At this point I just feel like developers, especially directors and writers in the biz should have some kind of "Ending-writing course" available to them, so they can learn to write an ending for a game that satisfies their fans.
Just personally speaking, and no one has to agree but I know others have thought the same, I can name a few really, really noteworthy games of the last 2-3 years which I felt had god-awful endings in an otherwise extraordinary game/story:
- Mass Effect 3 (2012)
- Deus Ex Human Revolution (2012)
- Halo 4 (2012)
- Assassin's Creed III
- Dragon Age Inquisition (2014)
- The Witcher 3
- Arkham Knight
Okay, bear with me. The heaviest hitters are ME3, TW3 and AK for me personally because all of them are trilogy bookends and in the final endings of them (as in the most 100% outcomes) it feels as if the directors or writers went "It's the ending, we have to make it impressive!" where a smarter guy would've probably said "we've told our story. Let's give some closure and start wrapping it up."

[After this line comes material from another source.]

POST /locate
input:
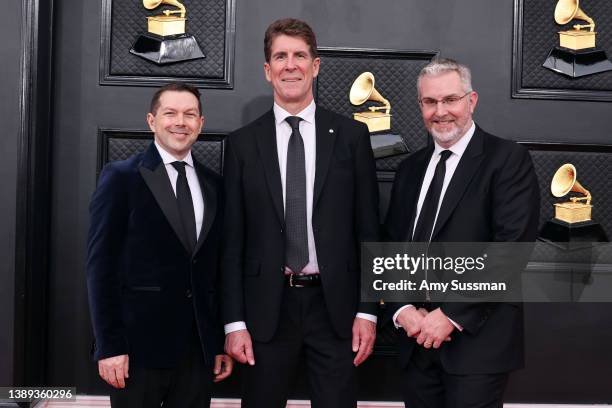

What I'm trying to say, is that I feel as though too many writers in this biz have no knowledge or common sense as to what an ending should contain. Admittedly this stuff happened to TV-series too when the writers were just "winging it" with Lost for example and came up with an ending that didn't give answers and was basically their own weird gibberish as if they didn't care.
But in the case of Witcher 3, and without spoiling the story, basically, no matter what the ending you get, it's right around the climax that it goes haywire. You know there's some kind of thing that is missing as icing on the cake to the plot.. just some kind of twist as it has been foreshadowed and then after the final boss indeed there was a little twist, then things get really climactic quickly and you arrive at the twist ending and it just... it feels unfitting somehow because of what happens in the scene no matter what. Then during this climactic twist ending it abruptly cuts away and starts the epilogue, and even then there are so many characters that are suddenly missing and so many answers we are looking for after such a long adventure, and we just get a basic answer to the most important thing and it feels like a bunch of important scenes had been cut or something. I've even heard many argue that the problem lies within the twist-ending itself and that its entire premise feels ill-fitting and didn't need to be there. I can agree, but personally I thought it was the content within that twist ending that lacked some crucial developments.
As for Arkham Knight the problem isn't so much the climax itself... hell, I even think the climax itself is the high-point of the game and something every Arkham fan should get to see for themselves, but then after the climax you get to activate the 100% complete epilogue ending if you've beaten enough side-missions and the content of this ending, like Mass Effect 3 and, to some, like Witcher 3, it feels like, instead of just keeping it simple and closing the story the developers felt a need to go out of their way to create some kind of twist or some really impactful scene that changes our entire experience of the story, and just... just stop, lol. I feel like there are so many games that are kind of getting it right, but then fumble right at the finish line because developers think a good ending is the one with the most shock-value or the most ambiguous one.
To me, the best kind of ending is in the one that makes me say goodbye to all the important characters and concentrate on reflecting upon where the journey from the rest of the game has taken these characters. The ending is a reflection of the destination, not the destination itself if that makes sense. To my recollection, TLoU did this right, Halo 3 did it right, every Zelda game (almost) did this right, but there are so many highly esteemed AAA games from companies that have a knack for writing and storytelling that just don't seem to know how to handle its endings properly, and it's so frustrating to see as a consumer of games.